7 Spatial Regression Models
7.1 Spatial Regression Models
To address spatial autocorrelation when performing regression analyses, there are several models that are used to account for issues where:
- coefficient estimates may be biased
- standard errors may be incorrect
- significance tests may be misleading
- important spatial processes may be missed
7.2 Why Spatial Autocorrelation Happens
When regression residuals show spatial autocorrelation, it usually means something spatial is missing from the model But the reason can vary. There are several common types of spatial autocorrelation problems that each require a different modeling approach.
7.3 Four Types of Spatial Autocorrelation Issues
Spatial autocorrelation in regression often comes from one of four sources:
- Missing variables (confounding variables)

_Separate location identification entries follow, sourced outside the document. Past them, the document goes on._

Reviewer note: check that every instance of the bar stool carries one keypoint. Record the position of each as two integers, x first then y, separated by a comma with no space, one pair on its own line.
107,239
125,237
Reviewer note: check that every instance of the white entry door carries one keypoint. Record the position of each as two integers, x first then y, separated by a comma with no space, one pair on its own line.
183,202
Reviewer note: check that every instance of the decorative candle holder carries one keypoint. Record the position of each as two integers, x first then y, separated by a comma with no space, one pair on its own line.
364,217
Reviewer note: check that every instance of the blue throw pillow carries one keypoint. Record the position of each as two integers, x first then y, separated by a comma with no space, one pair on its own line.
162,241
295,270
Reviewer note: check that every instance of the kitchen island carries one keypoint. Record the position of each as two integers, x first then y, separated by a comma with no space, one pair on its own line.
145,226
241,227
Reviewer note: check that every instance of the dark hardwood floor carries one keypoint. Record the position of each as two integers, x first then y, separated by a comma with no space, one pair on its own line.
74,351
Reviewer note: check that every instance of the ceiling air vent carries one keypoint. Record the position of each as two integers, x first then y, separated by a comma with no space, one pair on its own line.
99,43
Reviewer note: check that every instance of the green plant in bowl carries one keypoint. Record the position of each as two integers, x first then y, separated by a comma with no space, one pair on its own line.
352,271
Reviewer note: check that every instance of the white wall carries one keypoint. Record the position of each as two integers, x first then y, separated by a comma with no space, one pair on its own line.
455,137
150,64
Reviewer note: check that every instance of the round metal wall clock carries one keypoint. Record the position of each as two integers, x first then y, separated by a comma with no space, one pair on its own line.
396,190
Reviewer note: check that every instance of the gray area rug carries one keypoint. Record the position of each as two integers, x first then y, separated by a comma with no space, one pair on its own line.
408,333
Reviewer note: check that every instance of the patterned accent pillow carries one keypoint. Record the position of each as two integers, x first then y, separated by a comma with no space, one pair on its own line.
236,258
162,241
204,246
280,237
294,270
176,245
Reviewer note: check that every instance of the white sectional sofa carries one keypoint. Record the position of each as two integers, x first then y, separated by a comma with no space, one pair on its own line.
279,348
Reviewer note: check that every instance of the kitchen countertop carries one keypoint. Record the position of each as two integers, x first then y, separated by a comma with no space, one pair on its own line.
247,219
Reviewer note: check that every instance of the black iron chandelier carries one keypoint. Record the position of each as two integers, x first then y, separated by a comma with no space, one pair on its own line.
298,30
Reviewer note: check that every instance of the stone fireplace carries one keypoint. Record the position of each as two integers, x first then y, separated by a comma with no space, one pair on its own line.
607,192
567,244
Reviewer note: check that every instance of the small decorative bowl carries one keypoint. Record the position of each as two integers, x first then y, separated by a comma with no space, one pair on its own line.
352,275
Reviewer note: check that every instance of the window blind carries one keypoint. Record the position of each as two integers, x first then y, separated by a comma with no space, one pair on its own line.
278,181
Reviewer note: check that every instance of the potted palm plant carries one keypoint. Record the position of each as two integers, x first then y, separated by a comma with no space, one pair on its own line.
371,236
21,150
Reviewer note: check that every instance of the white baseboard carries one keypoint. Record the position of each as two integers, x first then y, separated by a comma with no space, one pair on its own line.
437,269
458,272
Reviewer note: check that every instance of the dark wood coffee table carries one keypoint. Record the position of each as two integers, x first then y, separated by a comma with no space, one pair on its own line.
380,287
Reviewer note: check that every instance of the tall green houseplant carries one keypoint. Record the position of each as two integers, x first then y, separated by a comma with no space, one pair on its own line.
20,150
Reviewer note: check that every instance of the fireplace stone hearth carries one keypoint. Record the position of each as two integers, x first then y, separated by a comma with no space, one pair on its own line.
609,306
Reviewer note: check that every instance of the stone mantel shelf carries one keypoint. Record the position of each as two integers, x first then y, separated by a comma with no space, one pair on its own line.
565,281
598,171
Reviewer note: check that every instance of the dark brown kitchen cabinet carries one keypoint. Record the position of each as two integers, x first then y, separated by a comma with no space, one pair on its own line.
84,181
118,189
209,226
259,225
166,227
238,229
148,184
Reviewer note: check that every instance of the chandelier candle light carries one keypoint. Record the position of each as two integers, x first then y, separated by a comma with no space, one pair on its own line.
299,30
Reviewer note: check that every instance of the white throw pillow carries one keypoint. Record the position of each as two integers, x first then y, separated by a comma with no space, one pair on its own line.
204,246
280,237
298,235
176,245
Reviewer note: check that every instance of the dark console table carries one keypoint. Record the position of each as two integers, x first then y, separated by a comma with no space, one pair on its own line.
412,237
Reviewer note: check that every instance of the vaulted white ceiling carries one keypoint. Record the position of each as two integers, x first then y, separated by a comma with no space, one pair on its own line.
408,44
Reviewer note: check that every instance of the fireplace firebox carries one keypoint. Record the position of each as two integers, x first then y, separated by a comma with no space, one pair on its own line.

- The mix of confounding variables is so complex that we can’t identify the issue
- Each object might be impacting the ones next to it
- The relationship itself between the variables might changes as you move across space
7.3.1 Missing/Confounding Variables
Sometimes spatial autocorrelation appears because an important explanatory variable is missing. For example:
Suppose we model housing prices using:
- house size
- number of bedrooms
But we ignore:
- school quality
- neighborhood desirability
- access to parks
The best solution is to add better explanatory variables. This improves the model directly. Sometimes spatial autocorrelation disappears once the missing variable is included.
7.3.2 Spatial Error Model
Sometimes the missing influences are:
- numerous
- complex
- difficult to measure
- unknown
This creates spatially autocorrelated error. Essentially, nearby model errors become similar because unmeasured spatial processes are affecting observations.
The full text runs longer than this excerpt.